Saltar para: Posts [1], Pesquisa [2]

José da Xã

Escrever mesmo que a mão me doa.

José da Xã

Escrever mesmo que a mão me doa.

Contos tontos! - 3

Preparara tudo sem ela saber. Comemorava nesse dia mais um aniversário de casamento. Ela, todavia, andava demasiado ocupada e preocupada para se lembrar da data. Ele pelo contrário... Após uma depressão ainda mal debelada tinha todo o tempo do mundo.

Os filhos nunca haviam surgido. Nem nunca procuraram as razões para tal falta.

Tocou o telemóvel. Ele atendeu:

- Diz amor!

- Não vou jantar - declarou secamente.

- Como não vens jantar? Tenho tudo preparado.

- Desculpa mas não posso ir. O novo projecto tem de ser entregue até à meia noite.

Poisou o telefone. Não era a primeira vez que ela não vinha a horas de jantar.

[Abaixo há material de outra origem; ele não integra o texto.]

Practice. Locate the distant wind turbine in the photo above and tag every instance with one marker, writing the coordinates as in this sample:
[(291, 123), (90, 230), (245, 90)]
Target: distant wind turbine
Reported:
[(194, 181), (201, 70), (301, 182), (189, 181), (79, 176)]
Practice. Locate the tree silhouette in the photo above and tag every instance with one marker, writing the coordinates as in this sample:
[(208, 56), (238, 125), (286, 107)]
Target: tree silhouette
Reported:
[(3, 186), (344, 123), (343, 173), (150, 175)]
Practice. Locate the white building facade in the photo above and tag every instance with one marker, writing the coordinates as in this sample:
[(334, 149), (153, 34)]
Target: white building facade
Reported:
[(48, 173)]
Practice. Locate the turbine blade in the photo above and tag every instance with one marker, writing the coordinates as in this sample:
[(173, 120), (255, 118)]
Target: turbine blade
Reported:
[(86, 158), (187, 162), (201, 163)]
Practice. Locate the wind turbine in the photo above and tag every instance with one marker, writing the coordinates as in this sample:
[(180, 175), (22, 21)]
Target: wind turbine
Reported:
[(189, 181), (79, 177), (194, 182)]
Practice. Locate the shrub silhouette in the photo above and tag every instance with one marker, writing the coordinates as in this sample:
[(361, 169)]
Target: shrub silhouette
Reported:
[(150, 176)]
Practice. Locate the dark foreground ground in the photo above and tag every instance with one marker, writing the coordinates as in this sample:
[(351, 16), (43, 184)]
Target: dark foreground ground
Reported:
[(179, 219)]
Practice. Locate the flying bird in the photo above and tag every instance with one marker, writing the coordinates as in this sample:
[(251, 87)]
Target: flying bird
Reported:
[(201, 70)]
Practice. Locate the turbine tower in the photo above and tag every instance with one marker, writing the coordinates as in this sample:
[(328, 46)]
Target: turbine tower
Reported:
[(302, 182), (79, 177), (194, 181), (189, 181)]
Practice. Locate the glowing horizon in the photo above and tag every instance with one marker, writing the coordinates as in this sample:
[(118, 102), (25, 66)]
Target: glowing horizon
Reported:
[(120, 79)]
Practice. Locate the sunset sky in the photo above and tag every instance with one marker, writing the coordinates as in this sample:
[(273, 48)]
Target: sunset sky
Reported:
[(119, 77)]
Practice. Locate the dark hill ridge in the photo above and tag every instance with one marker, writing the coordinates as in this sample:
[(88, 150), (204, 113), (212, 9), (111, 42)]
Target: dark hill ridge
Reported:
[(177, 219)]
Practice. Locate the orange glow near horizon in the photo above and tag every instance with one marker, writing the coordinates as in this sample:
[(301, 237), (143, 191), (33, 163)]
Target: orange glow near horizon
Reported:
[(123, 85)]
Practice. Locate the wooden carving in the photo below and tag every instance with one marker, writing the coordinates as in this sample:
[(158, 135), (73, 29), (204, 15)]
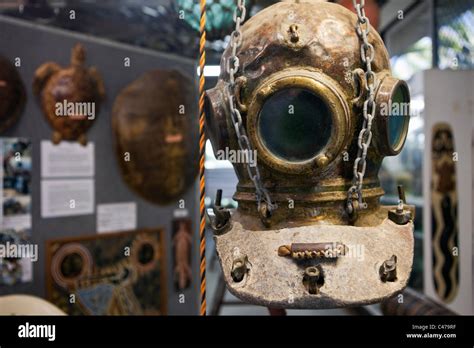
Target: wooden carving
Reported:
[(112, 274), (444, 210), (155, 128), (70, 97), (12, 95)]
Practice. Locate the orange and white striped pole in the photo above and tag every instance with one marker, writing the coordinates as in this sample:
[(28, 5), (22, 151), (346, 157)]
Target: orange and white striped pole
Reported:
[(202, 149)]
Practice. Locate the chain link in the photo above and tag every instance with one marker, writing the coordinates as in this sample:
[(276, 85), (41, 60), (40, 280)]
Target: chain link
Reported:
[(232, 67), (367, 54)]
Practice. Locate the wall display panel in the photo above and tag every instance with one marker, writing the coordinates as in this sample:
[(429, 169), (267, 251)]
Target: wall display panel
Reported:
[(17, 253)]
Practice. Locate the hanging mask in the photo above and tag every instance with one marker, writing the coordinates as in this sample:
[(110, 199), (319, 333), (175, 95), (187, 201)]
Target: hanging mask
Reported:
[(315, 110)]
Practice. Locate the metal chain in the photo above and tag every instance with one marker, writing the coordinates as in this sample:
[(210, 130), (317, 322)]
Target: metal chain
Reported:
[(232, 67), (367, 54)]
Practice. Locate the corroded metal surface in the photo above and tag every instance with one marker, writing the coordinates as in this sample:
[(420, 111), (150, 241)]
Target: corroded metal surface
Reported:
[(349, 280), (73, 86), (12, 95), (308, 46), (327, 45), (155, 131)]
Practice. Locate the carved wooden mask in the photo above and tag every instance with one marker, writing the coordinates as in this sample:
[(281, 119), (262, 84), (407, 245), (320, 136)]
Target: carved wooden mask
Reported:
[(12, 95), (155, 127)]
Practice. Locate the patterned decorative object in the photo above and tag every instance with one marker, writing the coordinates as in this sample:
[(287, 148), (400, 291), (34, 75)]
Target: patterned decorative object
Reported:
[(70, 97), (112, 274)]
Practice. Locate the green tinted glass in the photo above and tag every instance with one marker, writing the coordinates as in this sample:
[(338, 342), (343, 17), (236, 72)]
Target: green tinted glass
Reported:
[(295, 124), (398, 116)]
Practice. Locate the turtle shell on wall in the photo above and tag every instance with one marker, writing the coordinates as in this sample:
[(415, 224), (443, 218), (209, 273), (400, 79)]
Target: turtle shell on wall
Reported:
[(12, 94), (156, 135), (70, 97)]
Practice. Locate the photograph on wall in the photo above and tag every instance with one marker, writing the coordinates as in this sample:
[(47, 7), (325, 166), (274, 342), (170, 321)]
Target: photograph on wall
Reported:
[(16, 254), (113, 274)]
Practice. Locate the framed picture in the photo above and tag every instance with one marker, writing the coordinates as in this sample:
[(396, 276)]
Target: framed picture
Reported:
[(110, 274)]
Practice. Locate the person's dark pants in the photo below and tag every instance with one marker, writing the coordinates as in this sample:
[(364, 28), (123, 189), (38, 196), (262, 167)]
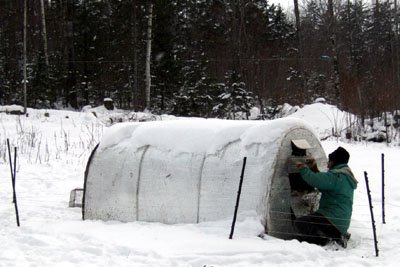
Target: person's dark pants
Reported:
[(316, 229)]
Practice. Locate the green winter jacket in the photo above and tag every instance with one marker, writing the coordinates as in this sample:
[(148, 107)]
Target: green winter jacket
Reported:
[(337, 190)]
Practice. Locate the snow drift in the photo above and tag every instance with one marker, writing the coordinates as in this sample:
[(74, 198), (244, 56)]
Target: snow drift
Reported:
[(187, 171)]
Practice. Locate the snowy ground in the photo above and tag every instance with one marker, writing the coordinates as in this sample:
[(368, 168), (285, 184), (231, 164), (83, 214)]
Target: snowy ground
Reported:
[(52, 154)]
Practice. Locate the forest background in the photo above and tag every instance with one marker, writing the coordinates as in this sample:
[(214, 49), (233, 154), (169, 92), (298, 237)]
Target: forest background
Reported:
[(206, 58)]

Desligou tudo e sem comer saiu porta fora. Necessitava apanhar ar. Pegou no carro e foi conduzindo devagar sem destino. Ao fim de uma hora deu-lhe a fome. Parou o carro e procurou um restaurante. A rua estava movimentada. Sem saber como, fora parar aquele lugar de enorme afluência. Como gostava de peixe, tal como ela, procurou um local onde o peixe fosse o rei.

De súbito apalpou o bolso e reparou na embalagem volumosa. Um anel de brilhantes para oferecer à esposa nesse dia dos seus 20 anos de casados.

Entrou no restaurante e pediu um lugar para si. Sentou-se e olhou ao redor. De súbito ao fundo, quase num canto viu alguém muito familiar. Nem soube o que fazer... Finalmente levantou-se, encaminhou-se para o casal que de mãos dadas sussurravam segredos e observou:

- Boa noite, desculpa incomodar o teu jantar mas tens aqui uma prenda dos teus 20 anos de casada. Espero que gostes.

Contos tontos! - 2

O carro seguia dentro dos limites, na auto-estrada. Ele conduzia e pensava, ela dormia profundamente.

O alcatrão negro desenrolava-se à frente tal qual um manto. E a viatura consumia quilómetros.

Entretanto o espírito dele viajou para um passado tão longínquo que quase não acreditou que tivesse existido.

As festas, as brincadeiras, as amigas e os amigos, as partidas aos colegas... Esboçou um mero sorriso ao lembrar-se! Olhou para o lado, onde ela dormia. Vinda também do seu passado notou-lhe então os rasgos cravados na face, o pescoço quase flácido, os cabelos de cor cinza. Mas ainda era bonita... E como ele a amava...

Quanto tempo passara desde a última vez que ele lhe sussurara a palavra mágica. Perdera o conto.

Umas vezes por isto, outras por aquilo, acabaram por se afastar!

De súbito ele falou em tom sonoro:

- Amo-te!

Acordada subitamente pela palavra, perguntou:

- Disseste alguma coisa?

- Eu? Eu não... Devias ser tu a sonhar!

Contos tontos!

Foram anos e anos a procurar a mulher. Sempre ocupada, indisponível, ausente...

Até que um dia ele cansou-se.

Procurou então noutras alcofas a forma de matar o desejo.

Até que ela descobriu.

Mas a partir desse dia passou a estar disponível e pronta para aceitar o marido.

Tarde demais!

Ele perdera para sempre o desejo daquela mulher.

E ela perdera a hipótese de ser finalmente amada.